Science is moving at warp speed to understand COVID-19, and artificial intelligence will be a valuable tool to make sense of it all — up to a point — Axios reported.
The coronavirus pandemic has led to an unprecedented wave of scientific publications, but without better tools to pick out meaningful research, it is easy to miss the science that matters — or be misled by findings that turn out to be wrong, author Bryan Walsh wrote for Axios.
According to the COVID-19 Primer, a public dashboard created by the machine-learning company Primer AI, researchers had published 27,569 papers about COVID-19 as of June 17, Walsh reported.
Of those, 21,000 went through the scientific peer review process, meaning experts in the field have examined the publications; 6,569 are so-called preprint papers — put out before the peer review process, he reported.
"The volume is so great that what's being published on COVID is equal to all the other research that is usually being put on infectious disease as a whole," Uri Blackman, CEO of Gideon Informatics, told Axios.
That is where machine-learning tools come in, Walsh reported.
Current AI cannot understand a scientific paper in the way a trained human being can, but can categorize and order it in a way that reveals useful patterns much quicker than humans, he wrote.

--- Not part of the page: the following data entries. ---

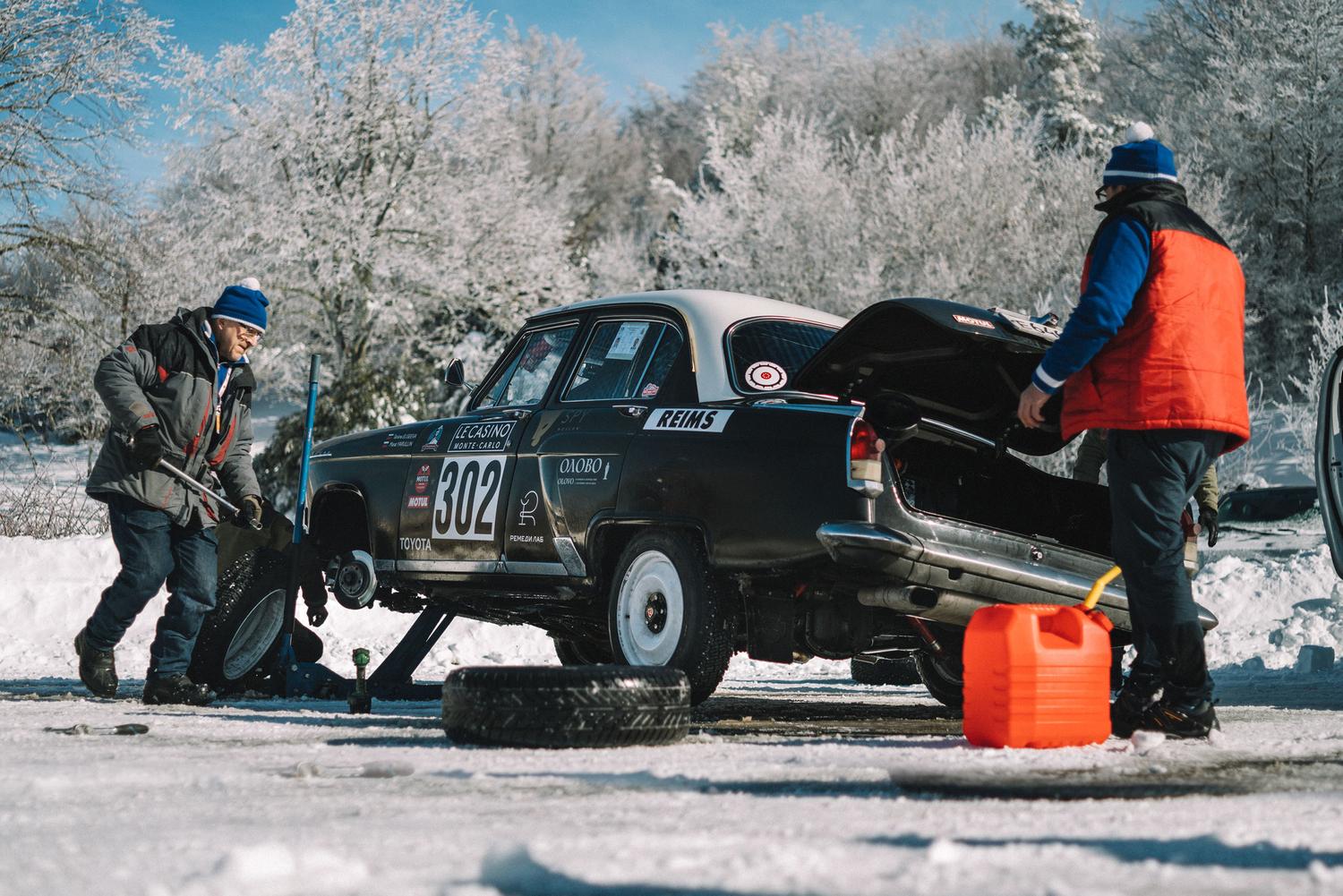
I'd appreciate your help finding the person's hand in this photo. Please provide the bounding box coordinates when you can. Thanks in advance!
[308,603,328,628]
[238,494,261,529]
[1198,505,1217,547]
[131,423,168,470]
[1017,383,1052,430]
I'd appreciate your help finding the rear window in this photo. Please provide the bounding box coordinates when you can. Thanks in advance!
[728,319,837,392]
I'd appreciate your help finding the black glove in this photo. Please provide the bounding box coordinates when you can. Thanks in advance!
[1198,505,1217,547]
[238,494,261,529]
[131,423,168,470]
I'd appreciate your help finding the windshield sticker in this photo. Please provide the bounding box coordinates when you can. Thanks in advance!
[432,454,508,542]
[644,407,732,432]
[606,321,649,362]
[421,423,443,451]
[951,314,998,329]
[518,491,542,525]
[747,362,789,391]
[448,421,513,451]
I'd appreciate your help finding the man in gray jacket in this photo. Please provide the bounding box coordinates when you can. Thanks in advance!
[75,277,270,705]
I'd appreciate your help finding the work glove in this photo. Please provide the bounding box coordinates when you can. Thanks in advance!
[1198,505,1217,547]
[238,494,261,529]
[131,423,168,470]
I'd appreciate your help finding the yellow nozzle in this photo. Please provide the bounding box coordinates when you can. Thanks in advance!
[1082,567,1123,612]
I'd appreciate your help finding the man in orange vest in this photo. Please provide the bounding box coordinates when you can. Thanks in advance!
[1017,123,1251,738]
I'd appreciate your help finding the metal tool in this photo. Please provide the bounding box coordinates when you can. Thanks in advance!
[158,461,261,529]
[349,647,373,714]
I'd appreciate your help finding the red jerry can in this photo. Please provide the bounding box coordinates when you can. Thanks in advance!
[963,567,1120,747]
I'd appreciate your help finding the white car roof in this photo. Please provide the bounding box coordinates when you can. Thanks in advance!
[532,289,848,402]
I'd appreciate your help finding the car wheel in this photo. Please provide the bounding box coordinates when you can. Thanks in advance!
[187,548,288,692]
[849,655,923,685]
[443,666,690,747]
[551,638,612,666]
[915,638,966,709]
[610,532,733,704]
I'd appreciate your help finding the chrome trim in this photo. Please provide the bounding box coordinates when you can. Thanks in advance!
[397,560,500,572]
[555,534,587,579]
[502,560,569,575]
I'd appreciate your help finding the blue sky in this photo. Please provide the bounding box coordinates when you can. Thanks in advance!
[123,0,1151,180]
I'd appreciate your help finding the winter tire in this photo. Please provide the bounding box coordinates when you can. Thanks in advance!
[443,666,690,747]
[187,548,288,693]
[849,655,923,685]
[915,638,966,711]
[551,638,612,666]
[609,531,733,704]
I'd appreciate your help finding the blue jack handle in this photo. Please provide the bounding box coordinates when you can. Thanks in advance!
[279,354,322,679]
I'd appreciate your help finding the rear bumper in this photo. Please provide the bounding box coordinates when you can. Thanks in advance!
[817,523,1217,631]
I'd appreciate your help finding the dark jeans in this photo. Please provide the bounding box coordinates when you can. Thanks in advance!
[1107,430,1227,703]
[85,497,219,676]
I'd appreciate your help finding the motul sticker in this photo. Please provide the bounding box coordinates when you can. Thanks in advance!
[747,362,789,389]
[644,407,732,432]
[951,314,997,329]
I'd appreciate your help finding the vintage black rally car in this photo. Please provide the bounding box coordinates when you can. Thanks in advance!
[309,290,1216,704]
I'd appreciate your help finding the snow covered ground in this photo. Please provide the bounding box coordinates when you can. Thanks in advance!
[0,526,1343,896]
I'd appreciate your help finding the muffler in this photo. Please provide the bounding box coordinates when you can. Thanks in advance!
[859,585,997,626]
[327,550,378,610]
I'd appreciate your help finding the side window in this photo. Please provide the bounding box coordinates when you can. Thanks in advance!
[564,321,682,402]
[477,324,577,407]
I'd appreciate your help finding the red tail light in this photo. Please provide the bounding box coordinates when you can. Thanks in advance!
[849,419,886,497]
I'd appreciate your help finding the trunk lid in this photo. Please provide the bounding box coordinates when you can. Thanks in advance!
[792,298,1065,456]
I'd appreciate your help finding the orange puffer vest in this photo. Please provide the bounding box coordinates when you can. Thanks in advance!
[1061,184,1251,451]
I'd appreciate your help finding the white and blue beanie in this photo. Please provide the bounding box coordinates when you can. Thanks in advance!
[1101,121,1178,187]
[210,277,270,333]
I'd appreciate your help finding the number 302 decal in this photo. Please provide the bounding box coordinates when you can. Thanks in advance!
[434,454,507,542]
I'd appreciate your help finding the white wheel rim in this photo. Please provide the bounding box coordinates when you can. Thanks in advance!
[225,588,285,681]
[615,550,685,666]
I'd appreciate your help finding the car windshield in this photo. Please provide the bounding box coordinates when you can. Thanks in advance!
[728,319,837,392]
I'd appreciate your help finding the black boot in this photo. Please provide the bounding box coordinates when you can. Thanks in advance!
[1109,674,1162,738]
[144,673,215,706]
[75,628,117,697]
[1138,697,1222,740]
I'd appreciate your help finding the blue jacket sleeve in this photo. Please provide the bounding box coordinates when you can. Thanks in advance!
[1031,218,1152,395]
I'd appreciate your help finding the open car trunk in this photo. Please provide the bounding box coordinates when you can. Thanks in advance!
[794,298,1111,555]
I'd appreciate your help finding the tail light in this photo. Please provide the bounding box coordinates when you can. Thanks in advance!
[849,419,886,499]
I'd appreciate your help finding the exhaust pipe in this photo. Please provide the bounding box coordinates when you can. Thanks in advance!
[859,585,997,627]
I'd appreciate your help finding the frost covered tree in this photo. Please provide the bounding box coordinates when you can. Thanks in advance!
[1004,0,1108,148]
[0,0,167,255]
[164,0,579,395]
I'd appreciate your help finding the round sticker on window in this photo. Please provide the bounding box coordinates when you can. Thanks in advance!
[747,362,789,389]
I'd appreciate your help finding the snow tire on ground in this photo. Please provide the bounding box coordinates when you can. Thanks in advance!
[609,529,733,704]
[849,655,923,685]
[187,548,288,693]
[443,666,690,747]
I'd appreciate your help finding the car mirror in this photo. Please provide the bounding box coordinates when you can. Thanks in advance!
[443,357,475,391]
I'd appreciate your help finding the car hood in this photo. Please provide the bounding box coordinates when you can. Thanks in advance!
[792,298,1065,456]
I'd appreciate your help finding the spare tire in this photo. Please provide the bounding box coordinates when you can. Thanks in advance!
[443,666,690,747]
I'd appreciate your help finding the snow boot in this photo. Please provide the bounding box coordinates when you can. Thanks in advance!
[1109,673,1162,738]
[1138,697,1222,740]
[75,628,117,697]
[144,673,215,706]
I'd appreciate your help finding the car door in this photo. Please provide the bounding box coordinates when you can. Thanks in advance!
[505,313,685,576]
[1315,348,1343,576]
[397,320,577,574]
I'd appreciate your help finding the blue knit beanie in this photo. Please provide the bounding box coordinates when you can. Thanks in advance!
[1101,121,1178,187]
[210,277,270,333]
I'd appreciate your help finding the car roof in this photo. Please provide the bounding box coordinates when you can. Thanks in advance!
[531,289,846,402]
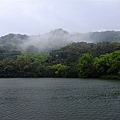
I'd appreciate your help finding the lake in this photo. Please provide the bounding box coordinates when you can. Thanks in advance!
[0,78,120,120]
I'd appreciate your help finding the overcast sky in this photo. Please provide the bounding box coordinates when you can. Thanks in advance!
[0,0,120,36]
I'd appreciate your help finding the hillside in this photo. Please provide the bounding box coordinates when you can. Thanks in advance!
[0,28,120,53]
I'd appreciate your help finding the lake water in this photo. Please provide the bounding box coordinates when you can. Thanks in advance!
[0,78,120,120]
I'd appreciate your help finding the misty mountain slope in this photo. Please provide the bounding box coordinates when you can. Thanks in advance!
[0,28,120,53]
[0,34,28,51]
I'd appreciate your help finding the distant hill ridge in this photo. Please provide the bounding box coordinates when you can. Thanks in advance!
[0,28,120,53]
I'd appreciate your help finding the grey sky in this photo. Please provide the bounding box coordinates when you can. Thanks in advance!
[0,0,120,36]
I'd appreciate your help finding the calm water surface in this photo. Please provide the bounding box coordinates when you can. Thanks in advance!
[0,78,120,120]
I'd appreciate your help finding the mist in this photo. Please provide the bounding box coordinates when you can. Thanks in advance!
[19,28,92,53]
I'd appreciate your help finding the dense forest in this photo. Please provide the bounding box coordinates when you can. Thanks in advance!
[0,42,120,79]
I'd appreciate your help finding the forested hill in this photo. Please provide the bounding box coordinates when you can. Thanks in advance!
[0,28,120,53]
[49,42,120,65]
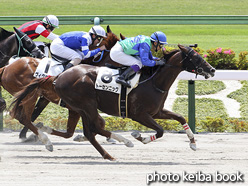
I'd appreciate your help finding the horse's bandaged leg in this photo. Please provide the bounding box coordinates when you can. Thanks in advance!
[36,122,53,134]
[38,129,53,152]
[142,135,157,144]
[183,123,194,139]
[110,132,134,147]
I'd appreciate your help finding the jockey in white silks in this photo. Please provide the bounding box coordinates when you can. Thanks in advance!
[110,31,167,88]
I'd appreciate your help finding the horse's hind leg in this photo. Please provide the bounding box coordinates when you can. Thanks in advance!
[82,117,115,161]
[95,114,134,147]
[153,109,196,150]
[132,113,164,144]
[37,110,80,138]
[19,96,49,139]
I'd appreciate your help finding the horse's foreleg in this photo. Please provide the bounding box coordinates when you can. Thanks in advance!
[153,109,196,150]
[94,114,134,147]
[131,114,164,144]
[19,96,49,139]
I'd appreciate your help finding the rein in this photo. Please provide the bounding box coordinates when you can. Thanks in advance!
[92,50,110,63]
[16,34,33,56]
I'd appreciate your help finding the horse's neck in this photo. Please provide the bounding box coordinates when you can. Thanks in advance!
[0,34,18,66]
[155,54,182,91]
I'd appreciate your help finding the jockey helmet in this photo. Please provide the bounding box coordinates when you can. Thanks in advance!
[89,25,106,37]
[150,31,168,45]
[42,15,59,28]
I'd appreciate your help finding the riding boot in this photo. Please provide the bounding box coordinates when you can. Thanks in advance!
[64,58,81,71]
[116,67,136,88]
[14,27,45,58]
[63,63,74,72]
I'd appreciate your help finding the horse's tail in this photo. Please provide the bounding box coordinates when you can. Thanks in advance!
[0,66,5,86]
[10,76,56,118]
[0,67,6,113]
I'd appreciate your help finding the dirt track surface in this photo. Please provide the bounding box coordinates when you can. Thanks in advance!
[0,132,248,186]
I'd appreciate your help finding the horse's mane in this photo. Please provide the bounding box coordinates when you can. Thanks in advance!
[100,32,120,50]
[164,49,180,61]
[0,27,14,41]
[141,49,180,79]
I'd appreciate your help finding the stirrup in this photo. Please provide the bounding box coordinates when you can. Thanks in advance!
[115,77,131,88]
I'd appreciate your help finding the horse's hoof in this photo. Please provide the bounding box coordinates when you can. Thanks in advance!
[106,138,116,144]
[103,154,116,161]
[21,134,39,143]
[131,131,141,139]
[73,135,88,142]
[35,122,44,129]
[125,140,134,147]
[46,145,53,152]
[189,143,196,151]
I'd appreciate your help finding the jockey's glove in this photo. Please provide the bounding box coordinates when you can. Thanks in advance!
[156,60,165,66]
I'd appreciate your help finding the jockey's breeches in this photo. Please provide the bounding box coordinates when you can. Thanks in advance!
[50,38,84,60]
[110,42,142,69]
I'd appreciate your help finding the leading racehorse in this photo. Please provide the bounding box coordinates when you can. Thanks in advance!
[12,45,215,160]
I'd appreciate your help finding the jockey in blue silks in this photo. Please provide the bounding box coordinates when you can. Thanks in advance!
[51,25,106,70]
[110,31,167,88]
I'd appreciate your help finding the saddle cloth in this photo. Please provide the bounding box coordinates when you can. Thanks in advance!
[95,67,140,95]
[34,57,64,78]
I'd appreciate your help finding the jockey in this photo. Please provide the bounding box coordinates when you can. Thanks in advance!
[18,15,59,57]
[18,15,59,40]
[50,25,106,70]
[110,31,167,88]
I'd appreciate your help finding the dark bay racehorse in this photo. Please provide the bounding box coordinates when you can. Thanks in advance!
[0,26,119,138]
[12,45,215,160]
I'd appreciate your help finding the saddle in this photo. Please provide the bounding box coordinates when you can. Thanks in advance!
[95,65,140,118]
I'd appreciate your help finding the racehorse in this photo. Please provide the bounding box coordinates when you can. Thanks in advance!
[0,26,119,138]
[11,45,215,160]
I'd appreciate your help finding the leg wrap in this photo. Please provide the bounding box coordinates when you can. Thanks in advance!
[142,135,157,144]
[183,123,194,139]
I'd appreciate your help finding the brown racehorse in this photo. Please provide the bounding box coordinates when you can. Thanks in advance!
[12,45,215,160]
[0,26,119,138]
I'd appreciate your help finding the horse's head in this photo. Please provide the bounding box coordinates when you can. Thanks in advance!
[178,44,215,79]
[100,26,120,50]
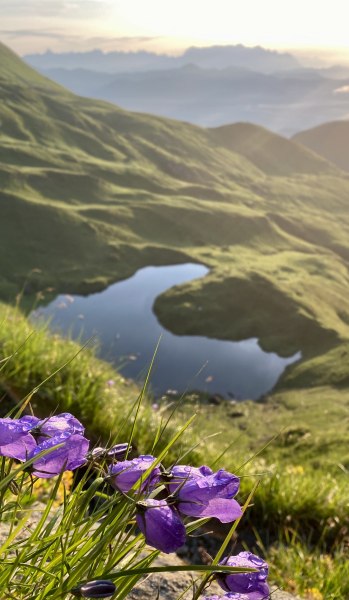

The COVID-19 Primer takes in news articles and social media interactions that reference papers and their authors, which allows a user to quickly see which papers are getting the most attention from experts and average people alike, Walsh noted.
But the COVID-19 Primer and similar tools cannot tell you the value of any individual paper, just how it is being received in the news and on social media, Walsh wrote.
"The most shared papers are the most controversial ones," according to Amy Heineike of Prime AI, Axios reported.
She told Wash the second-most-shared paper since the start of the outbreak was a preprint publication from the end of January arguing the novel coronavirus appeared to contain genes from the HIV virus, with the implication the virus was deliberately engineered.
The paper — which was not peer reviewed — was refuted by experts and withdrawn by its authors a few days after it was posted. But 20% of the tweets about it were posted in the days and weeks after its withdrawal, Walsh reported.